The turnaround remains shaky. Wolfspeed’s Q2 numbers: revenue of roughly $168 million, with a net loss of $151 million under standard accounting. Looking ahead to the third quarter, the company is guiding for revenue between $140 million and $160 million, with gross margin still in the red. Management pointed to softer EV demand and customers looking for alternative suppliers amid bankruptcy as reasons. “Operating with discipline,” Feurle said. Van Issum listed priorities as “quality, cost and speed.”

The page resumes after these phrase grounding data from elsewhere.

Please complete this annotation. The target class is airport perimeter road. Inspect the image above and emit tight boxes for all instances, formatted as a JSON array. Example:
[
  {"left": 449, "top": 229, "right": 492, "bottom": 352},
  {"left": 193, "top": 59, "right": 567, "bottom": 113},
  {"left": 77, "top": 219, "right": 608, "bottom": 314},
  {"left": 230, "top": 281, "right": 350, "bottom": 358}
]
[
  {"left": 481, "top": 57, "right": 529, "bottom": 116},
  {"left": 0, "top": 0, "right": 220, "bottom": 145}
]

Wolfspeed is holding its ground in silicon carbide—a material prized for managing high voltages and cutting energy loss—but competition is intense. onsemi has silicon carbide devices aimed at EV traction inverters and chargers, while STMicroelectronics pushes its own silicon carbide power lineup for electric vehicles and other systems focused on efficiency. Infineon, too, is in the mix, selling similar products for EV charging, traction inverters, and auxiliary power.
Back in September, the company emerged from Chapter 11, having slashed its total debt by almost 70% and trimmed yearly cash interest expenses by about 60%, according to Reuters. Wolfspeed produces silicon carbide chips that end up in electric vehicles, solar inverters, and industrial power gear.
Shares ticking higher buy management a little time—though not a lot. On May 5, investors will zero in on orders, Mohawk Valley factory utilization, cash burn, and whether this post-bankruptcy outfit can actually translate its streamlined balance sheet into better earnings.